The First Part of the Institutes of the Lawes [Laws] of England or a Commentary upon Littleton, not the name of the Author only, but of the Law it selfe [itself]. [With “A Table to the First Part of the Institutes of the Lawes of England – Alphabetically composed”].
The Fourth Edition, corrected [Text in English – French – Latin]. London, Printed by M.F.I.H. and R.T. Assignes of I. More Esquire, 1639. 20 cm x 28.7 cm. Woodcut – Titlepage of Sir Edward Coke by John Payne, , 395 leaves numbered consecutively on the rectos only, resulting in 790 pages plus 30 unnumbered pages of Index (collation complete). Hardcover / Wonderfully restored reverse leather on five raised bands with new spine-label. Original endpapers (restored) with ink annotations and name of preowner “John Daynes”. Several annotations throughout the book. Manuscript ownership inscription of John Daynes and Alice [Ryvette] and later owners include John Rix stud. (dated 1729) to endpaper and halftitle. Signs of old (now restored) dampstains to endpaper and pastedowns. Some faded dampstains to the outer margins of some of the pages. Paper margins professionally restored. Rare ! After the fantastic restoration this is now a very good condition of this rare version of Coke’s masterpiece on English Law !

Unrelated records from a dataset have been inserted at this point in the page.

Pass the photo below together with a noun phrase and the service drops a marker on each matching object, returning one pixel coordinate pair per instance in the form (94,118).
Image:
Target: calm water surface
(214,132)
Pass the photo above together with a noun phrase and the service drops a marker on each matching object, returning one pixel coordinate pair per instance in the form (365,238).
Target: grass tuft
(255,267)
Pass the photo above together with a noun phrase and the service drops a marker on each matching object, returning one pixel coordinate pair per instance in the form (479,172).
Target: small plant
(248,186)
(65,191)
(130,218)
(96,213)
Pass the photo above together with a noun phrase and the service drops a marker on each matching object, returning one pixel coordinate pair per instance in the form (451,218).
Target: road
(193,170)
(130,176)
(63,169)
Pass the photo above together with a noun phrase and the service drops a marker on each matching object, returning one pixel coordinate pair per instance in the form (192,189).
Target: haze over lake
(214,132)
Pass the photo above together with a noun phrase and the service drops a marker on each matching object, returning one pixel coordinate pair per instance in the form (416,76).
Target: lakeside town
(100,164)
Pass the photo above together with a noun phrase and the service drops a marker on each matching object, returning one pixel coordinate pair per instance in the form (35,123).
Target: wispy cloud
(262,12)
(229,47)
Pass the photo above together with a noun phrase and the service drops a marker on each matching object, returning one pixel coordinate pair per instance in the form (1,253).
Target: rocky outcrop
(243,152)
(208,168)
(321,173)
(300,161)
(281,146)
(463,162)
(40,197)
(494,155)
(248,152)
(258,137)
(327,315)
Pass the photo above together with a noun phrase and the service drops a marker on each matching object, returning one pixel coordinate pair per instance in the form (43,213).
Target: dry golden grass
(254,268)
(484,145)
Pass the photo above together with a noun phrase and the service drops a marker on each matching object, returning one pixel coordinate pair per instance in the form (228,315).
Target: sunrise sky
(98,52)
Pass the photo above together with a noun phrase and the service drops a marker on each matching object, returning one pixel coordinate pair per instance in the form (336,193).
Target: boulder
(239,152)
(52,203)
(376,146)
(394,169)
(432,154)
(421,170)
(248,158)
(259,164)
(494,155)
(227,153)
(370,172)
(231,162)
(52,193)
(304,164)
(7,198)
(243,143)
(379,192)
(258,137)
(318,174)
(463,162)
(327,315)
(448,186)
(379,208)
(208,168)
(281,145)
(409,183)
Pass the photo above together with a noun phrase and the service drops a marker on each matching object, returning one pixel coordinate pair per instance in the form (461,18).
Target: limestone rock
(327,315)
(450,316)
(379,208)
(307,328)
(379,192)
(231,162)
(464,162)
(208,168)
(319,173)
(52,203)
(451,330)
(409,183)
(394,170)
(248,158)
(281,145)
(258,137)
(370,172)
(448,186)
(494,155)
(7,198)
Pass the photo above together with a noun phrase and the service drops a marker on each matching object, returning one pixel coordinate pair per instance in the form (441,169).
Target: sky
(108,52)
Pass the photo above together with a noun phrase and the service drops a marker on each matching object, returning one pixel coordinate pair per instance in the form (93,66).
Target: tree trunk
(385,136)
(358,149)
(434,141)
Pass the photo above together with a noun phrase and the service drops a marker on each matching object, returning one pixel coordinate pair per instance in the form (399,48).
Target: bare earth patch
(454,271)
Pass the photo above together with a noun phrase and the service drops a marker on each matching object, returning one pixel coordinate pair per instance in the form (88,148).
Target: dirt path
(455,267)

Provenance Research regarding the preowners John Daynes and Alice Ryvette: “Aboard the Concord, in 1602, Capt. Bartholemew Gosnold discovered Cape Cod and Martha’s Vineyard, which he named after his infant daughter, and Elizabeth Island, named after Queen Elizabeth. Captains Anthony Gosnold and his son, Bartholemew Gosnold were first cousins, by marriage, to John Daynes husband of Alice Ryvette, whose mother was Christian (Gosnold) Ryvette, aunt to Capt. Anthony Gosnold, and great aunt to Anthony’s son, Bartholemew Gosnold”.